Il manqua tomber de sa chaise lorsque le bruit d'un objet se fracassant contre le sol le réveilla définitivement. Il laissa ses yeux vagabonder partout, perdu, avant de remarquer l'objet en question, qui s'avérait être une bouteille d'eau, par terre et de voir un garçon debout.
Se demandant ce que fichait un inconnu chez lui, Shoyo fronça les sourcils, avant d'ouvrir la bouche, prêt à le questionner. Mais, il s'interrompit, les yeux écarquillés. La soirée d'hier lui revint en mémoire et il se leva d'un bond, les membres endoloris. Tout en se massant la nuque, il demanda :
« Où vas-tu ?
- Je rentre. »
Son impassibilité surpris une nouvelle fois le petit roux qui le dévisagea. Il portait toujours ses habits en lambeaux et son visage crasseux était aussi sale que ses cheveux. Il n'arrivait pas à distinguer ses yeux, cachés en parti par les ombres que jouaient la lumière sur son visage. Il se rendit compte seulement maintenant que son faciès n'était pas du tout abîmé, pas même une égratignure. Une question lui vint à l'esprit.
Vivait-il dans la rue ?
Mais il ne la posa pas, jugeant cela trop indiscret. Alors que le jeune homme se détournait pour partir, la main sur la poignée de la porte, Hinata ne put résister et demanda, priant pour qu'il lui réponde :
« Qui es-tu ? »
Il avait peur que le garçon ne lui jette un regard assassin avant de s'enfuir. Mais il n'en fit rien. Il lui montra simplement son profil, se contentant de lui jeter un regard à peine intéressé, avant de souffler :
« Tobio. »
Puis, il détourna la tête avant qu'Hinata ne réagisse. Son prénom résonnait dans la tête de ce dernier. Un simple mot, son prénom, savoir son prénom, le rendait euphorique. C'était comme une victoire. Il était vraiment heureux de savoir l'identité de celui qu'il avait accueilli chez lui, à défaut de l'avoir emmené à l'hôpital.

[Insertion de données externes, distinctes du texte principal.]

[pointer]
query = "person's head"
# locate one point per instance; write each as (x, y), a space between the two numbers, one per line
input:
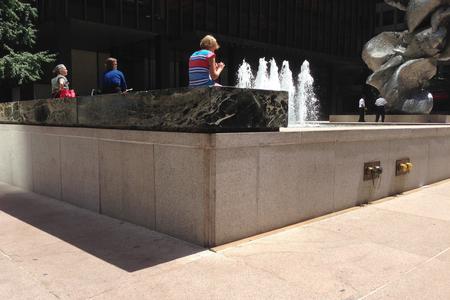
(209, 43)
(111, 64)
(60, 70)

Juste avant de franchir la porte, Tobio murmura, si bas que Shoyo crut que son ouïe était défaillante :
« Merci... Shoyo. »
Et il disparut, refermant la porte derrière lui. Hinata resta pantois quelques secondes, clignant des yeux fébrilement. Comment connaissait-il son prénom ? Il ne se rappelait pas lui avoir communiqué cette information !
Troublé, Hinata fit quelques pas en direction de sa salle de bain. C'est lorsqu'il se cogna contre le comptoir de sa cuisine qu'il se rendit compte qu'elle se trouvait de l'autre côté. Une fois arrivé devant son miroir, il constata qu'il avait les yeux bouffis de fatigue et de longs cernes. Il avait gardé les mêmes habits qu'hier, si bien qu'ils étaient tachés de sang.
Il s'était tout de même lavé les mains avant de toucher la blessure de Tobio, ne voulant pas l'infecter. Pour rien au monde il n'aurait voulu aggraver son cas, déjà qu'il s'était demandé comment réagir, n'ayant jamais eu affaire à une situation similaire auparavant.
Il prit une douche rapide, remarquant que l'heure s'écoulait rapidement. Il ne mangea qu'un bout de pain, accompagné d'un jus d'orange avant de sortir de son appartement, fermant à clé au passage. Puis, il prit le chemin de son lycée, soupirant.
L'ennui le gagnait déjà, alors même que la journée n'était pas encore commencée.